Getting Hebrew Up and Running
Originally Posted by Zion :
Is there anyway you could get a script to line up the vowels for easier reading? Other than that Thank you and keep up the good work!
Could be several reasons why your vowels aren't aligned:
(1) You are not running a Windows Operating system. Perhaps you have a MAC or some other computer. A MAC should work (I think it comes with Safari browser) but you may have to configure your OSX or Browser to display the webpage fonts correctly. Someone else has done so successfully so I know it can be done.
MACs come with ARIAL Hebrew and CORSIVA Hebrew UNICODE fonts (from Adobe?), and should display the pages using those fonts.
(2) You are running a version of Linux. Linux supports Hebrew fonts but you have to get instructions on how to install and activate Hebrew fonts and support. Linux doesn't support the .eot font embedding that I used for those pages. Perhaps it can, but I don't know about that. Consult the forum for the version of Linux that you are using.
(3) Your Operating System doesn't support Unicode (eg. Win 98/SE/ME). There may be patches or extra free fonts you can download and install, such as TITUS Cyberbit Basic, Code2000, Ezra SIL (SR), etc. Then either upgrade your IE browser to IE6, or install Mozilla Firefox (see below).
(4) Your Operating System doesn't have a default Unicode Font (e.g. Arial MS, or Times New Roman). Win2000 only has a couple of Unicode fonts included, and I think they are Microsoft Updatesonline or part of one of the service packs.

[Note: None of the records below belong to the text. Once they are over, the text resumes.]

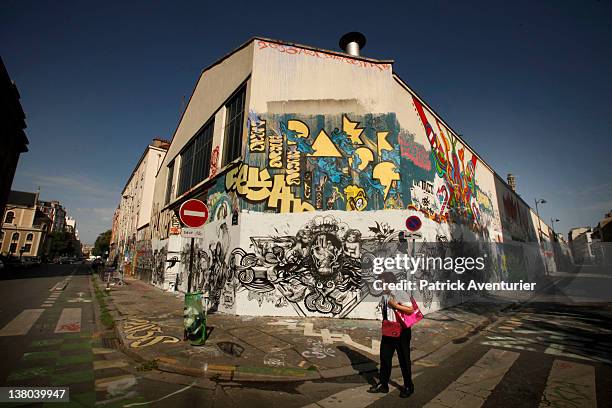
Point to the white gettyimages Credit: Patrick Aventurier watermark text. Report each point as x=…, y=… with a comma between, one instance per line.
x=411, y=264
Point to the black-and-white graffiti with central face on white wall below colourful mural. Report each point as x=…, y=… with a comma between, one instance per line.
x=325, y=268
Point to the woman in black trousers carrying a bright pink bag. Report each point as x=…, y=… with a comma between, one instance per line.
x=390, y=302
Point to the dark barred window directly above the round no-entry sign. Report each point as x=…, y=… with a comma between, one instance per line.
x=195, y=159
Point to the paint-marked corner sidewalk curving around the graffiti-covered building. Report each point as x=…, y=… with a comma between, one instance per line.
x=149, y=324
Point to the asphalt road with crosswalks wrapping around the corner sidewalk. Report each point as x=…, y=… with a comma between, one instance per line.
x=555, y=351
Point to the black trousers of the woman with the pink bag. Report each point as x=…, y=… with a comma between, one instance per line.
x=388, y=347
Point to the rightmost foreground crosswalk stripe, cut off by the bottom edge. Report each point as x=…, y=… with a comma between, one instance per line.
x=570, y=385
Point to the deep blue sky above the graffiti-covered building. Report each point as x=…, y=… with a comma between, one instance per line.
x=528, y=84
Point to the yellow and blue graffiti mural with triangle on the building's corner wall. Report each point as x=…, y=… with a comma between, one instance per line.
x=296, y=163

(5) You haven't got or aren't using an up-to-date or compatible browser. (e.g. an old version of Firefox/Mozilla/Safari etc.) Upload the latest version of your favourite browser.
If you have IE6 DON'T upgrade to IE7. IE6 works.
(6) You haven't configured your browser properly to read and display UNICODE.
For IE6 for instance, go to the TOOLS pulldown menu and select Internet Options at the bottom. A Popup Dialogue box appears. On the first GENERAL 'Tab' (layer) near the bottom you'll see a button "Fonts", so click that. A new box opens and you need to select NEW TIMES ROMAN, ARIAL, (or TITUS Cyberbit Basic / code2000 if you've installed them) or some other UNICODE FONT for your default WEB PAGE FONT. (the other font selection doesn't matter). It goes without saying that you need to have at least one UNICODE FONT installed. Windows2000 etc. comes with a few.
In Mozilla Firefox the action is similar: TOOLS Pulldown menu opens Dialog Box: Choose Times New Roman, Arial, Palatino Linotype, or some other UNICODE font that has a good Hebrew characterset. You may have to click on the 'Advanced' button to fix one other thing: the option "Allow pages to choose their own fonts, instead of my selections above" THIS BOX MUST BE CHECKED TO ALLOW THE HEBREW FONT I have specified (FrankRuehl).
Then you should be good to go.
I found that only TITUS Cyberbit Basic could handle the vowels in IE6, as a default webfont, only TITUS Cyberbit Basic, Code2000, and Ezra could handle Cantor marks, and only FrankRuehl (an MS font) handled the dreaded 'dotted lamed'.
For IE6 I have "TITUS Cyberbit Basic" as my default Webpage Font. You can download it free.
For Firefox 2.0 I have "Times New Roman" as the default webpage font. This doesn't display vowels as a default font, but with the box checked Firefox allows FrankRuehl to be used, which is a font on my system. This comes with win2000 (+service packs).
I am running Win2000 as an OS on at least one machine which works fine and displays Hebrew correctly in both browsers. I have International Language Support installed (Hebrew, Greek etc.).
In summary, you need a windows2000/XP/Vista and you need IE6 and at least one of Times New Roman, Arial, or Palatino Linotype UNICODE fonts set as your default webfont. You should also have the FrankRuehl font on your system. It is the only one I tested that handles the "dotted lamed".
On a windows2000/XP/Vista system you can also use Firefox 2.0 if you have a FrankRuehl font onboard and you check the 'allow' box (see above).
I don't know how to get Hebrew to display on a MAC but I'm told it can be done.
If you are running Linux you must download and install some Hebrew fonts, and install some kind of multilanguage support, but I don't know about that, and each version of Linux will be different in its support and functionality.
If anyone knows about MACs or Linux we'd like to hear from them.